Prof. Dr. Christian Leumann, Rektor
Die zwei grössten Herausforderungen, die den künftigen Erfolg der Universität Bern bedrohen, sind unsere Gebäude- und Infrastruktursituation sowie die Unsicherheit der Schweizer Beteiligung am europäischen Forschungsprogramm «Horizon Europe». Im Infrastrukturbereich werden wir in den nächsten zehn Jahren ein Investitionsvolumen von über 1,6 Milliarden Franken haben, um den Herausforderungen unseres Wachstums begegnen zu können. Essenziell dabei sind – neben der Finanzierungsgrundlage – an die Bedürfnisse der Universität angepasste, schnelle Prozesse bei der Planung und die zeitnahe Umsetzung von Gebäuden, Labors, Büros, Hörsälen etc. Beides entspricht im Moment nicht der Dynamik und der Geschwindigkeit, in der sich die Universität im kompetitiven Umfeld bewegen müsste. Es ist deshalb durchaus einen Gedanken wert, der Universität in der baulichen Entwicklung mehr Autonomie zu gewähren. Nur wenn wir auch in Zukunft kompetitive Lehr- und Forschungseinrichtungen haben, werden wir die besten Dozierenden und Studierenden rekrutieren und damit für den Kanton den grössten Mehrwert generieren können
Die Berner Forschung profitiert von der engen Zusammenarbeit mit Europa. So leitet die Universität Bern das neue europäische Forschungsprojekt «G-VERSITY» zur Förderung der Geschlechtervielfalt im Arbeitsleben, das im Rahmen des EU-Programms «Horizon 2020» mit 4,1 Millionen Euro unterstützt wird. Ein weiteres Beispiel sind die vier Berner Forschenden, die 2020 je einen der prestigeträchtigen ERC Starting Grants einwerben konnten. Sie lehren und forschen im Bereich der Pflanzenbiologie, der Wirtschaftswissenschaften, der Physiologie und der Chemie.

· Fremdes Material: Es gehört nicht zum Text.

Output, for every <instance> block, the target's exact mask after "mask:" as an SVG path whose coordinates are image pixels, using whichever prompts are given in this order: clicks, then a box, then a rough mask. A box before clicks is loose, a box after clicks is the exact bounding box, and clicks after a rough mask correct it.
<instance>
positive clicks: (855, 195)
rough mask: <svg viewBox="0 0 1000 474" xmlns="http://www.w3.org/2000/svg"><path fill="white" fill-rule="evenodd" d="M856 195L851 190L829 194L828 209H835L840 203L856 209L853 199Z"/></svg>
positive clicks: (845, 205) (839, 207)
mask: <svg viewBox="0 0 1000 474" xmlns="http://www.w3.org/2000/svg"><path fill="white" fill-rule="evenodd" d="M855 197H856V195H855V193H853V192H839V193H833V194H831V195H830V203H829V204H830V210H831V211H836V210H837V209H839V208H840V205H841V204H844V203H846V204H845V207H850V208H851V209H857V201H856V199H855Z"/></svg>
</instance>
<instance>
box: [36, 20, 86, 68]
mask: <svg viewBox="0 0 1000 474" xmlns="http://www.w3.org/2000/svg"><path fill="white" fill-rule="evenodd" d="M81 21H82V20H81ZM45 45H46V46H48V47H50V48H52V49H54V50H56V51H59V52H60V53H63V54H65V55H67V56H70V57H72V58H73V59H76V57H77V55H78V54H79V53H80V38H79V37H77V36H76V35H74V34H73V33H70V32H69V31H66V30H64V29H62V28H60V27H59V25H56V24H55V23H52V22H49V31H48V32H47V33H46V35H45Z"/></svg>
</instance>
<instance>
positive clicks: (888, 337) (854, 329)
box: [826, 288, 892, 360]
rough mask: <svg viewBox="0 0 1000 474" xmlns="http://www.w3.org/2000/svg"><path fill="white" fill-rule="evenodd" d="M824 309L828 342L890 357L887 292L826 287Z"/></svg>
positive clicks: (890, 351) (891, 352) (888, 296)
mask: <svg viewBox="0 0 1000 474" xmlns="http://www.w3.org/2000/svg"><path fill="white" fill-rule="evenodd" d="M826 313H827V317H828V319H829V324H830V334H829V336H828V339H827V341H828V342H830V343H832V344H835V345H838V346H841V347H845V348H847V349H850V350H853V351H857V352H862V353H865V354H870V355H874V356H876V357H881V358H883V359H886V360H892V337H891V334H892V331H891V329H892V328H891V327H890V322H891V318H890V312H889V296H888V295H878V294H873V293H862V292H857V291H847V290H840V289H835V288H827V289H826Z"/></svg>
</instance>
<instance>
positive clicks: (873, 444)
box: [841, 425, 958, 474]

Jedoch ist die Assoziierung der Schweizer Hochschulen an das zukünftige europäische Forschungs- und Bildungsnetzwerk Horizon Europe leider in der Schwebe, obwohl die Zeit drängt. Voraussetzung für die Beitrittsverhandlungen zur Assoziierung ist ein Rahmenabkommen der Schweiz mit der EU. In der gegenwärtigen Situation ist es nicht absehbar, dass ein solches bis zum Start von Horizon Europe besteht. In diesem Fall wird die Schweizer Hochschullandschaft nicht den nahtlosen Übergang von Horizon 2020 zu Horizon Europe schaffen. Die Erfahrungen aus 2014 zeigen klar, dass dies einen Rückschlag darstellt. Wir würden ein zweites Mal als unzuverlässige Kooperationspartner gelten und könnten wieder aus europäischen Forschungsverbünden ausgeschlossen werden. Das hat nicht nur eine finanzielle Dimension, sondern verhindert auch die Mitgestaltung der zukünftigen europäischen Forschungsagenda durch unsere Schweizer Hochschulen. Spitzenforschung ist vergleichbar mit Spitzensport. Wer nur in der Schweizer Meisterschaft mitspielen darf, macht sich nicht genügend fit, um in der Champions League bestehen zu können.
Abschliessend möchte ich die Gelegenheit nutzen und unseren Studierenden, Forschenden und Mitarbeitenden meinen herzlichen Dank für das Geleistete ausdrücken. Es war ein schwieriges Jahr, aber zusammen haben wir Grosses geleistet. Deshalb blicke ich mit Vertrauen und Optimismus in die Zukunft.